AUTHOR=Adams Christopher J. , Kopp Megan C. , Larburu Natacha , Nowak Piotr R. , Ali Maruf M. U. TITLE=Structure and Molecular Mechanism of ER Stress Signaling by the Unfolded Protein Response Signal Activator IRE1 JOURNAL=Frontiers in Molecular Biosciences VOLUME=6 YEAR=2019 URL=https://www.frontiersin.org/journals/molecular-biosciences/articles/10.3389/fmolb.2019.00011 DOI=10.3389/fmolb.2019.00011 ISSN=2296-889X ABSTRACT=

The endoplasmic reticulum (ER) is an important site for protein folding and maturation in eukaryotes. The cellular requirement to synthesize proteins within the ER is matched by its folding capacity.

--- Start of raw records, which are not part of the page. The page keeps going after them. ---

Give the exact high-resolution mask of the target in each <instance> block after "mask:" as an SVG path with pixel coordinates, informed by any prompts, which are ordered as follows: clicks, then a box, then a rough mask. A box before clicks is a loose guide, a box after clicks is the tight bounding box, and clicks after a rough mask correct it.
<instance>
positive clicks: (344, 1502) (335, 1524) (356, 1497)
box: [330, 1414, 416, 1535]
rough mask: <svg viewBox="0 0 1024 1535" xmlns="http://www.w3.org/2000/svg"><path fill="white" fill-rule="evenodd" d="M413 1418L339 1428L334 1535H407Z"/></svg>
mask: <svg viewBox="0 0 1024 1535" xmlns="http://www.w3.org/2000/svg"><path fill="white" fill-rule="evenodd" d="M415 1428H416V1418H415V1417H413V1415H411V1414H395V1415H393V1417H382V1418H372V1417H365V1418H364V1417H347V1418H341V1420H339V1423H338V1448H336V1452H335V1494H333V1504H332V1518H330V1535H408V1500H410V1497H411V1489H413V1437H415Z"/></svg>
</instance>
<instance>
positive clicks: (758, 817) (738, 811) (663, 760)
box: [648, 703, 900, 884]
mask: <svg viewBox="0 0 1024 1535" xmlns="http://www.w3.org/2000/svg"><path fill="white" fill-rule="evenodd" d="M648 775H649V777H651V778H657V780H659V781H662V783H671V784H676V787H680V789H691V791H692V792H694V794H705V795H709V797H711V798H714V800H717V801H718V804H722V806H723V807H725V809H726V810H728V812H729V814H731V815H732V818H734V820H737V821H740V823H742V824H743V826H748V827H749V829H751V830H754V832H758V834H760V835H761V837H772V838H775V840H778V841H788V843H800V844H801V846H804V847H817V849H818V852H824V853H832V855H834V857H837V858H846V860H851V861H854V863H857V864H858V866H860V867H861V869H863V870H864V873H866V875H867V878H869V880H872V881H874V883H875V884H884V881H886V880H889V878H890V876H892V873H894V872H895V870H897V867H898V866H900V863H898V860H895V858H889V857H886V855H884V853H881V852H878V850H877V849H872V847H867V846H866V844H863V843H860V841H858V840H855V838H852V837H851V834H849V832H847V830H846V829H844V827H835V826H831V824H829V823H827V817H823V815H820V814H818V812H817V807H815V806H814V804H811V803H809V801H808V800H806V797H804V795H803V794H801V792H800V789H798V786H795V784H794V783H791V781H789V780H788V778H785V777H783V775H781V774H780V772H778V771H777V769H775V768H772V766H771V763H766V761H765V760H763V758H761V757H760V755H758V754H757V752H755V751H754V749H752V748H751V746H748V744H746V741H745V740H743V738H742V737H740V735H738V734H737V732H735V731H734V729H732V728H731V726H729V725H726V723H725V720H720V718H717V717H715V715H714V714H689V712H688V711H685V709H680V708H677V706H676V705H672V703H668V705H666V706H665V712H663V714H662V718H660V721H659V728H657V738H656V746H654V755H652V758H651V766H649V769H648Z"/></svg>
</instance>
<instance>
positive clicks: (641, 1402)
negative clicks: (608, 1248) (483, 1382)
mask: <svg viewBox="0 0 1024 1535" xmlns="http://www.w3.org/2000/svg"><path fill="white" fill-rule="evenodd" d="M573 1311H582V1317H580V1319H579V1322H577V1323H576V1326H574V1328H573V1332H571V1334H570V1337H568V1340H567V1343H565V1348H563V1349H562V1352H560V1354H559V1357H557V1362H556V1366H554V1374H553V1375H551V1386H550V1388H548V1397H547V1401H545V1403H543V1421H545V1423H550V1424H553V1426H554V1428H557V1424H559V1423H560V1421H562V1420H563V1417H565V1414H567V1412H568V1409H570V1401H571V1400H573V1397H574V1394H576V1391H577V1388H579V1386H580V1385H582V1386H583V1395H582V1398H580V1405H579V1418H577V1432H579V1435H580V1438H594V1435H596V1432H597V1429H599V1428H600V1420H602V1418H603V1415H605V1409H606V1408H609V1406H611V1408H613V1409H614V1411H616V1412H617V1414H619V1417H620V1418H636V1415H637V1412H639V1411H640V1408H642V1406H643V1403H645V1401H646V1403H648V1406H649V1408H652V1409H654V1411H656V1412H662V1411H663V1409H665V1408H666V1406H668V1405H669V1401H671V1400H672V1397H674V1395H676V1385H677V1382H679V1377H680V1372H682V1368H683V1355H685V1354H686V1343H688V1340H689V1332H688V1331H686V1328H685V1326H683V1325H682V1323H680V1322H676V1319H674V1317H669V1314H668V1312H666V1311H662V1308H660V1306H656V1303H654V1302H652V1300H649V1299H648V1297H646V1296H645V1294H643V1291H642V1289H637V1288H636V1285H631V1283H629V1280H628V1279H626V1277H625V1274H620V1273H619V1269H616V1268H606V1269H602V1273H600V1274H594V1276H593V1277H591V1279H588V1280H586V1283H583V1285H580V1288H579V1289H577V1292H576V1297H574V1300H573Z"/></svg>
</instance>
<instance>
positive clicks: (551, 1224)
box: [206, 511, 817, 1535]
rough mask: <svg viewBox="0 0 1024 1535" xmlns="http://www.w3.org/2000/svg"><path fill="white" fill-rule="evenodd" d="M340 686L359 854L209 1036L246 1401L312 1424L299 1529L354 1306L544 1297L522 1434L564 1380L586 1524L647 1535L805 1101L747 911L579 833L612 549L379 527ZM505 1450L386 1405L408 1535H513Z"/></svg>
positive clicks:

However, the physiological demands or aberrations in folding may result in an imbalance which can lead to the accumulation of misfolded protein, also known as “ER stress.” The unfolded protein response (UPR) is a cell-signaling system that readjusts ER folding capacity to restore protein homeostasis. The key UPR signal activator, IRE1, responds to stress by propagating the UPR signal from the ER to the cytosol. Here, we discuss the structural and molecular basis of IRE1 stress signaling, with particular focus on novel mechanistic advances. We draw a comparison between the recently proposed allosteric model for UPR induction and the role of Hsp70 during polypeptide import to the mitochondrial matrix.